トリプシンはである何 トリプシン（C6H15O12P3）は一種のプロテアーゼである。脊椎動物では、それは消化酵素として作用する。膵臓では、それはtrypsinogen酵素の前駆物質として総合される。それは膵液の部品として分泌し、enterokinaseまたはトリプシンの制限の下の活動化させたトリプシンに分解する。ポリペプチドの鎖のリジンおよびアルギニン残余のcarboxyl側面を切ることができるのはエンドペプチダーゼである。それは消化酵素としてだけでなく、作用するが、またchymotrypsinogen、カルボキシペプチダーゼおよびホスホリパーゼのような他の酵素の前駆物質の分解を限り、活動化効果をもたらす。
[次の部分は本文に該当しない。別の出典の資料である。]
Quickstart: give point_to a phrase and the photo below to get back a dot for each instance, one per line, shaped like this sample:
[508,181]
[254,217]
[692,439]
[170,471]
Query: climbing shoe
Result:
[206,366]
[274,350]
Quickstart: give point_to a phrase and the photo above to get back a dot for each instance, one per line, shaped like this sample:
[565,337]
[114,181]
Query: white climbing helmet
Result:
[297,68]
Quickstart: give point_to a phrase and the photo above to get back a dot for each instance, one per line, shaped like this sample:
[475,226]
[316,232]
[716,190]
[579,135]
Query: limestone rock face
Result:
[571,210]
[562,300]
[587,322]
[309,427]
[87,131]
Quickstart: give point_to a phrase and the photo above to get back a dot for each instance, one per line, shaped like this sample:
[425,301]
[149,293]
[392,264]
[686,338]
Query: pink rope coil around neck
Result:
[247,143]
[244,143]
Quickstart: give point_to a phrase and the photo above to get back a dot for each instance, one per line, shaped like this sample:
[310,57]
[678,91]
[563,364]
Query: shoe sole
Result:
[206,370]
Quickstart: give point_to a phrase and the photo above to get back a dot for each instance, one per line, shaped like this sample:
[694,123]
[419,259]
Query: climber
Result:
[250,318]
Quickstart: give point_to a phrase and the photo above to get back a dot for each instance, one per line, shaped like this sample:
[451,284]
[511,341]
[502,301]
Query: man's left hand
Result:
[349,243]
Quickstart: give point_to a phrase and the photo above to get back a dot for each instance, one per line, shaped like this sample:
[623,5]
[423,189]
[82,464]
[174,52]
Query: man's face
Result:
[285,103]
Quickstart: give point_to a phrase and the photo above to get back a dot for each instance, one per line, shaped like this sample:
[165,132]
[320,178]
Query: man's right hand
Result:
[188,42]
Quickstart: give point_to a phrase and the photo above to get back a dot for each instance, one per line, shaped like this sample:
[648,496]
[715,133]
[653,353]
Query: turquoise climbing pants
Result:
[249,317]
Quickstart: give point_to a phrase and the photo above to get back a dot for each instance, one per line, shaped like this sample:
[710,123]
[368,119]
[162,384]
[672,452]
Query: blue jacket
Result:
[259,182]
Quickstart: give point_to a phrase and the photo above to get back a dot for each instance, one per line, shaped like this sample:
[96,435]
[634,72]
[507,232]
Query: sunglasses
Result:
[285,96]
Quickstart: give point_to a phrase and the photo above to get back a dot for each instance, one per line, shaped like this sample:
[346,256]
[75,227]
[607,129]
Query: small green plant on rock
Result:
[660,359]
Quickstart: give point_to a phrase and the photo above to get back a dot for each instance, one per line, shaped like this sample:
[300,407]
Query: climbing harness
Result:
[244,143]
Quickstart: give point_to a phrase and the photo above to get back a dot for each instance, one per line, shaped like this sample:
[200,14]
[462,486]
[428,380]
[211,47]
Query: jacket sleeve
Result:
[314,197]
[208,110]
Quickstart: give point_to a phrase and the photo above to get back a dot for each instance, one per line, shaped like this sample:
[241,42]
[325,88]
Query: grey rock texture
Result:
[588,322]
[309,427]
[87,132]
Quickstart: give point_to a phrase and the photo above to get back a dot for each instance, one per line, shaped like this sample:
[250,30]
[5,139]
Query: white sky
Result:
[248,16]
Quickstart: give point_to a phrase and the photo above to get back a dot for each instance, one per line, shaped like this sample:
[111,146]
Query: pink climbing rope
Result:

それは特定のプロテアーゼであり、蛋白質のアミノ酸順序の決定の不可欠な用具になった。   ブタのトリプシンの導入 ブタのtrypsinogenの相対的な分子量は約24 000である。等電ポイントの相違に従って、ブタのtrypsinogen陰イオンに分けることができる（pl6.8）。カチオンのタイプにだけでなく、大きい比重があるが、また陰イオンのタイプよりよい安定性があるので、カチオンのブタのtrypsinogen構造および表現に選ばれた。ブタのtrypsinogen 6組の変性の難しさおよびそれに続く実験の包含ボディのrenaturationを非常に高めた二硫化物結束（30-160、48-64、132-233、139-206、171-185、196-220）を形作ることができる12システインを含んでいる。 ブタのトリプシンの適用 ブタのトリプシンは表面の付着性の細胞の取り外しのために添加物として、インフルエンザ ウイルス ワクチンの生産、蛋白質のインシュリンおよび他の蛋白質、急速な加水分解、および動物の細胞およびティッシュの前処理使用することができる一種のトリプシンである。高い純度および強い活動のトリプシンのための大きい要求がある。現在、組換えのブタのtrypsinogenの準備プロセスは確立され、得られた組換えのブタのトリプシンによい酵素活性があり、工業化された研究および生産にある特定の実験基礎を提供する他の動物の源の汚染を含んでいない。   ブタのトリプシンの特徴 ブタのトリプシンは実際のところ不安定、自己分解に傾向がある。eukaryotic表現システムは得ることを組換えのブタのtrypsinogen表現システムを組み立てるとき、この自己分解の特徴が困難にする完全なtrypsinogenおよび活動化させたプロダクトはホストに影響を与える。細胞はまた有毒である場合もある従ってprokaryotic表現システムを選ぶことを考慮しなさい。さらに、自己分解の特徴はブタのtrypsinogenの活発化の状態また厳しく制御される必要があるように要求する。   ブタのトリプシンの準備方法 従来の準備方法では、多くの分離および浄化のステップおよび蛋白質および原因の不活性化への損害を与えて容易の長い時間ある。低い収穫に終って。従って、ブタのトリプシンの準備そして生産は動物の膵臓からの組換えの表現の生産に抽出から次第に移った。組換えのブタのtrypsinogen得られたエシェリヒア属大腸菌の表現システムの構築によるトリプシンの生産はまた関連の病原体の汚染の危険および提供者の動物起源による未知のウイルスを運ぶ危険を避けることができる。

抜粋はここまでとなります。